Ваша – уже не сломленная Е.П. Блаватская
[Е.П. Блаватская о клеветнических измышлениях в ее адрес]
Мой дорогой мистер Синнетт!
Делайте, что хотите, я в ваших руках. Только никак не пойму, какой может произойти вред, если сказать этим юристам, что все это ложь, никакая я не мадам Метрович [465] или другая какая-либо мадам, кроме меня самой. Это предостерегло бы их, и они перестали бы адресовать мне письма на это имя, так как они наверняка не такие уж дураки, чтобы не знать, что эта открытая клевета противозаконна. Это потому, что Бибичи обманом убедили их, что я двоемужница, даже троемужница, – вот почему они так поступают. Таким образом, может быть, очень скоро я могу получить письмо, адресованное мне как миссис Ледбитер [466] или миссис Дамодар, или меня обвинят, что я имею ребенка от Мохини или Баваджи. Кто может сказать, если ничего не опровергнуть?
464
См. пояснения к Письму № 141 (ML-139).
465
Враги Е.П. Блаватской в своих клеветнических измышлениях против нее дошли до того, что стали утверждать в прессе, что Блаватская – не ее настоящая фамилия, что она имеет двоих или даже троих мужей и ее фамилия на самом деле Метрович. – Прим. ред.
466
Ч. Ледбитер – видный деятель теософского движения. – Прим. ред.

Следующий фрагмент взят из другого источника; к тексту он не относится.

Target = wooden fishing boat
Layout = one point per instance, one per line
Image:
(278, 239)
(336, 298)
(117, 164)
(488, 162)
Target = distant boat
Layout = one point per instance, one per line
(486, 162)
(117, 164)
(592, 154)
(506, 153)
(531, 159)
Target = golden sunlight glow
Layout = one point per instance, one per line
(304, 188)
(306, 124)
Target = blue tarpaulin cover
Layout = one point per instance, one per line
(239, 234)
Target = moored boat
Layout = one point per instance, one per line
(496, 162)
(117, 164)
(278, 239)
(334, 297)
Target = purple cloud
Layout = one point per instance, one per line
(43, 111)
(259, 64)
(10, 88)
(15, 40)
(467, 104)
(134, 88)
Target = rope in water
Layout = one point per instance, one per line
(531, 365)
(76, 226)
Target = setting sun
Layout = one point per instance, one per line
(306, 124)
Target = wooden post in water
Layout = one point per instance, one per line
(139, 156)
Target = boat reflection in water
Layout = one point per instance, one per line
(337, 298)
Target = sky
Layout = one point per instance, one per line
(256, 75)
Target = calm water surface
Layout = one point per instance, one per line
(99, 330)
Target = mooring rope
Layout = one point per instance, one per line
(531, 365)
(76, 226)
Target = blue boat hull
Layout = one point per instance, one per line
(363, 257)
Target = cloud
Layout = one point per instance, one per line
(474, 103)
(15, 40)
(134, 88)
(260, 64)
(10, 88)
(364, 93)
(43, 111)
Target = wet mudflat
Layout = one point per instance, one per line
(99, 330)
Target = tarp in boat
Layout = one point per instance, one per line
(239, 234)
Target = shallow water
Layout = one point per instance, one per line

Но это все пустяки. Есть нечто невыносимо противное для меня в любом скрывании своего имени. Не выношу инкогнито и смену имен. Почему я должна причинить вам еще больше хлопот, чем уже причинила? Почему вы должны терять время и деньги, чтобы приехать и встретить меня? Не делайте этого. Вещи я вышлю вперед заранее и спокойно выеду с Луизой вторым классом, проведя ночь в Бонне или Ахене (Aix la Chapelle), или где-нибудь по дороге. В Остенде комнаты станут дорогими не раньше июня. Кроме того, я могу заехать куда-нибудь поблизости. Я не знаю, когда отсюда уеду. Может, 1-го, может, 15-го. Я заплатила по это число.